Anyway, late Monday afternoon, I finally began my first actual cutting/construction task.  I built temporary forms #6 and #13.  These are rather simple frames made from 1X4s.  But it was good to begin.  Though I felt a pang when I realized that since these pieces will not ultimately be a part of the finished boat, I haven't really made my first "cut" yet.  I hope to squeeze some time in after I get off work.  There are still some hours of daylight, though the days are getting shorter. 

October 13, 2001

I completed bulkhead 10 and bulkhead 2. I had some trouble with my Weldwood plastic resin glue.  It simply did not turn into glue when I added water.  I followed the instructions, read and reread them.  Mixed several batches. I noticed several things.  First 2 parts water to 5 parts powder, did not even thoroughly wet out the glue.  Second, adding more water did little to help.  When I finally got a "cream" like consistency, I applied it to some test pieces.  It responded like wet sand.  It looked liquid enough, but as soon as pressure was applied or as it dried, nothing was left but a damp grainy powder with no adhesive properties to speak of.  Both containers were purchased from a local hardware store, and they both acted the same way.  I suspect they could have been on the shelf since 1978, perhaps there is a shelf-life for this product.  I must check.  I used PL Premium instead.  I will use Epoxy on the butts, the wales, and chines. 

As I lay in bed, visions of bulkheads dancing in my head, I suddenly saw a vision.  In my mind I could see the plan drawing of bulkhead 10, its topsides sloping downward from the center.  But wait a minute, the bulkhead I fashioned seemed to be flat across the top.  Could I have made such an error?  I dug the plans out of their manilla envelope, and looked.  Yes there was a 3" rise from the top of the sides to the top inside of the hatchway.  Surely I cut them that way.

October 14, 2001 

My first major goof.  Somehow I totally goofed up the top of bulkhead 10.  After some deliberation, I simply screwed and glued on a wedge shaped 2X4 faced with 1/2 ply.  I countersunk the screws deeply through the top and used plenty of glue.

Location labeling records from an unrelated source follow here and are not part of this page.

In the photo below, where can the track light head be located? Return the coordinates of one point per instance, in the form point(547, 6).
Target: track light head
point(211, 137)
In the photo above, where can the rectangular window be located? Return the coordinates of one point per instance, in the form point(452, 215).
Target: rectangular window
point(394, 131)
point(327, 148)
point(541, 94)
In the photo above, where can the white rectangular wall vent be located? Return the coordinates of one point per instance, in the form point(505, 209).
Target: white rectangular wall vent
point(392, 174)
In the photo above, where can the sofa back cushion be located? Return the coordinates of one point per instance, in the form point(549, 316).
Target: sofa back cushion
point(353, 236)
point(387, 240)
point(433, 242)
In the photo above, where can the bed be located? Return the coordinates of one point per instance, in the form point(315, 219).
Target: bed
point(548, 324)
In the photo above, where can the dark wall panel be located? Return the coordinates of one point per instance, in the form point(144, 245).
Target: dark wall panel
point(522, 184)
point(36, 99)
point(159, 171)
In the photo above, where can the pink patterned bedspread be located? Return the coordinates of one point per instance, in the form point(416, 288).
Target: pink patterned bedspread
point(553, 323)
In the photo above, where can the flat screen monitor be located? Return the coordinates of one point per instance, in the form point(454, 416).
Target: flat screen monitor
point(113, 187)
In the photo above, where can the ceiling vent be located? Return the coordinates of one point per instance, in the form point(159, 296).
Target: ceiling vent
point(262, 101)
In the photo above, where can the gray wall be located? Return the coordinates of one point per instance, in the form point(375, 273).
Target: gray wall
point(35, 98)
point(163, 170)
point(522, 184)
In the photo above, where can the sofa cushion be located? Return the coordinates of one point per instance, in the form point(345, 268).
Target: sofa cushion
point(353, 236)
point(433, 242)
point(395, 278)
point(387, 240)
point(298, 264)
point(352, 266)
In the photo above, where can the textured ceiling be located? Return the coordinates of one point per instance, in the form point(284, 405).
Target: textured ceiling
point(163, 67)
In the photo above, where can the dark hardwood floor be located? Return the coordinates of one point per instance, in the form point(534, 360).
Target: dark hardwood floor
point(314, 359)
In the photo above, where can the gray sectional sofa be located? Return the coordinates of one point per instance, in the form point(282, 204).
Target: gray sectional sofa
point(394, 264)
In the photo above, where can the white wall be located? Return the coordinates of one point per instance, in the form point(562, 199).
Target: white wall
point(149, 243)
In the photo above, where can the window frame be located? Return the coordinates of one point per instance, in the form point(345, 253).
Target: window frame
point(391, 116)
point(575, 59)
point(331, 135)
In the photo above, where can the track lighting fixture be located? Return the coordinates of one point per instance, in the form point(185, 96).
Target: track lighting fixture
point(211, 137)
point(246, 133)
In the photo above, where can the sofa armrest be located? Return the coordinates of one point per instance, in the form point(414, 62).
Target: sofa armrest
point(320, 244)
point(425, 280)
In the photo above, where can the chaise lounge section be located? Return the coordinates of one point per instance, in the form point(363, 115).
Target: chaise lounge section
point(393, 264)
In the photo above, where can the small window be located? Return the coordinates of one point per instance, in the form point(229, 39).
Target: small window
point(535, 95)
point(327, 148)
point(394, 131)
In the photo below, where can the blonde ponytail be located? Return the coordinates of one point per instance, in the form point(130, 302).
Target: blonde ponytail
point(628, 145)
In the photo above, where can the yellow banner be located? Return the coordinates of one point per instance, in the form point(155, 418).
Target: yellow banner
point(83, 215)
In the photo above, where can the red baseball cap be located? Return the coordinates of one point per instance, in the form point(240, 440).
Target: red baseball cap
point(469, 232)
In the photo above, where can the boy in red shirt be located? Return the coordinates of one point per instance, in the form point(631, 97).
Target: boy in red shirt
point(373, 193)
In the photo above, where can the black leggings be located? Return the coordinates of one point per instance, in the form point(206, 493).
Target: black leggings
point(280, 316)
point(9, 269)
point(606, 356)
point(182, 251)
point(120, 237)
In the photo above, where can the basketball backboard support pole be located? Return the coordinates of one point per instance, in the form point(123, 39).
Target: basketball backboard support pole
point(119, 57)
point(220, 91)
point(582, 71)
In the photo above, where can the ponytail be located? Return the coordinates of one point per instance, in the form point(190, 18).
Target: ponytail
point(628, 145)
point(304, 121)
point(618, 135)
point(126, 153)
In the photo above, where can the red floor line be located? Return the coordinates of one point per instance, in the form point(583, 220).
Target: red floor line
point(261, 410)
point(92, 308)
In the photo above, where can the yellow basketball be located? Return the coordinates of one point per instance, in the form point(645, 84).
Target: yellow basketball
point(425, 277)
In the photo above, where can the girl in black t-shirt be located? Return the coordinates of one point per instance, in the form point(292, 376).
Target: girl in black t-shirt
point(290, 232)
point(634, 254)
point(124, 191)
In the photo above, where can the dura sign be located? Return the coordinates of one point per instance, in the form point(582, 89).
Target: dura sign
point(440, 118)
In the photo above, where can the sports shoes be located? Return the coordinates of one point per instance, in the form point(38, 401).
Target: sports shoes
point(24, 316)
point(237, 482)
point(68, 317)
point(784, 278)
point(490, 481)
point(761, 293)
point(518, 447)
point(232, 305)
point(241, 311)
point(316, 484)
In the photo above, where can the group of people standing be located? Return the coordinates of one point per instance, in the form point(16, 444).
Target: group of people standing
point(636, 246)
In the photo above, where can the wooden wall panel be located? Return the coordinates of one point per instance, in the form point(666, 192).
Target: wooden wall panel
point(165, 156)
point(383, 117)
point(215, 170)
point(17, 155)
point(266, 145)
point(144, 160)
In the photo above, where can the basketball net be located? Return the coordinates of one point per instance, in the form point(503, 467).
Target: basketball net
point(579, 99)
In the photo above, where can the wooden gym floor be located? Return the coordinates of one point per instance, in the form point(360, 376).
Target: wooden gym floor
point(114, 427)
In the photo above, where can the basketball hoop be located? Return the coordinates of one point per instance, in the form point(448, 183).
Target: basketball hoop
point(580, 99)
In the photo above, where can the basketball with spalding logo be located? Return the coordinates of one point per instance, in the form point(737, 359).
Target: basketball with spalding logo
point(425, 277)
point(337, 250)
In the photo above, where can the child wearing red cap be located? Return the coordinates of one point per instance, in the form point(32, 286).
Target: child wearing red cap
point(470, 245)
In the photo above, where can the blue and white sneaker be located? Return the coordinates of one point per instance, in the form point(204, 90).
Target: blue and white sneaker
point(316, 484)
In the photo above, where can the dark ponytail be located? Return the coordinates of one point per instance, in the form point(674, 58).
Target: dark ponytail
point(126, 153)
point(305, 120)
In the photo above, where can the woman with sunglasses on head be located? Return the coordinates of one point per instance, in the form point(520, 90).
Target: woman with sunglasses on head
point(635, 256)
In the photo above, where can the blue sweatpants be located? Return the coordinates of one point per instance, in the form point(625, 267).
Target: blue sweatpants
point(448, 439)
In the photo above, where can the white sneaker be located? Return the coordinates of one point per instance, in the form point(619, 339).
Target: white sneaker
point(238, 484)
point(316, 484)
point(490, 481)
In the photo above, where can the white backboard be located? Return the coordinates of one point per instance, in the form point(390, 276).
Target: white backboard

The result was a rather Frankenstein looking job.  I filled the holes and sanded, I am facing it front and back with fiberglass cloth, so I think it will be strong enough.  It seems pretty sturdy right now.

October 17, 2001

I just learned that Jim has completed the plans for the AF4 Grande.  It is a scaled up version of the AF4, though still flatbottomed.  It is 21 feet long instead of 18, and the cockpit is 7 feet in length instead of 6.  Now many times I have looked at the AF4, especially after I completed my model and tried to lay down the to-scale paperdoll Rav in the cockpit, and thought wistfully, if only it were just a little bigger.  On the other hand, I still have an 8 HP Johnson, and a trailer just barely (hopefully) big enough for an 18 footer.  And, after the big Rav and DP river trip, I will most likely be camping solo for one or two nights tops.  And even 18 foot of boat is bulky for some of the channels I'll be fishing and navigating. So right now, I've sent Jim a check for the plans, and reserving ultimate decision until I see them.  I confess that I would like to be the first to build and document a new Michalak design--even if it is a scale-up.  But it would mean almost a total start over on the plywood, and would set me back a couple hundred.  And I am a cheapskate.  

October 19, 2001

I've decided to continue building while I await the AF4 Grande plans.  If I start over, the framing sticks, glue, fasteners, etc. I use this weekend won't make much difference in cost loss anyway.  I completed the transom today.  I added the motor mounting board because it was shown on the construction drawing.  Upon rereading the plans, I see it is one of the last pieces added.  This raises a question that I have never successfully had answered. Just what is the proper transom depth for my motor.  I have been using it on the 15" transom on my john boat for years, but I am not sure if the motor is considered long shaft, short shaft, standard or what.  The question is further complicated because this motor has two cavitation type plates.  I'll ask Max about it, as he has obviously seen a few outboard motors.  

October 20, 2001

Max says my motor is a short shaft model.  This is a relief.  I plan to leave the transom as spec'd.  I may monkey around with it after the boat is tested. He also explained what the inlet at the top of the cavitation plate is for, and gave me some good estimates of what I can expect with an 8 hp motor, Rav & DP and gear.  Thanks Max!

October 21, 2001

Today I did cleanup on the bulkheads.  I filled holes, replaced sheetrock screws with galvanized deck screws, bronze nails, etc.  I cut bulkhead 16.  For some reason I kept screwing up the bevels and length of the framing sticks.  I wasted an entire 6ft 1X4.  I cut the stem from a pressure treated 2X4.  Although I plan on sealing the frames with epoxy and light cloth before assembly (just so much easier horizontal) and possibly cutting my vent, I am technically done with the construction of all frames, stem to transom.  I must order epoxy and glass from Raka soon.  The quart or so I have left will not go far.  The next big move will be joining the 2 1/2 sheets of ply together and marking and cutting the sides.  

October 23, 2001

Today I bought Fiberglass and Epoxy from Raka Marine. I bought:

  1. 6 yds of 6oz (T) 50" cloth @ $5/yd =$30.00
  2. 21yds of 1.5oz 40" cloth @ $2.75/yd = $57.75
  3. 1 roll of 6oz 3" fiberglass tape = $24.75
  4. 3 gals epoxy (2gals resin + 1gal slow hard) = $118.00
  5. 4 mixing pots 16oz = $2.00
  6. 5lbs pine wood flour = $10.00

Total = $254.91    

I can't help it.  It doesn't matter that I am building a boat, that Raka epoxy is cheap, that I am getting my money's worth.  When that kind of money leaves my wallet I gotta cry a little. Whaaaaaaaaaa . . aaahhh.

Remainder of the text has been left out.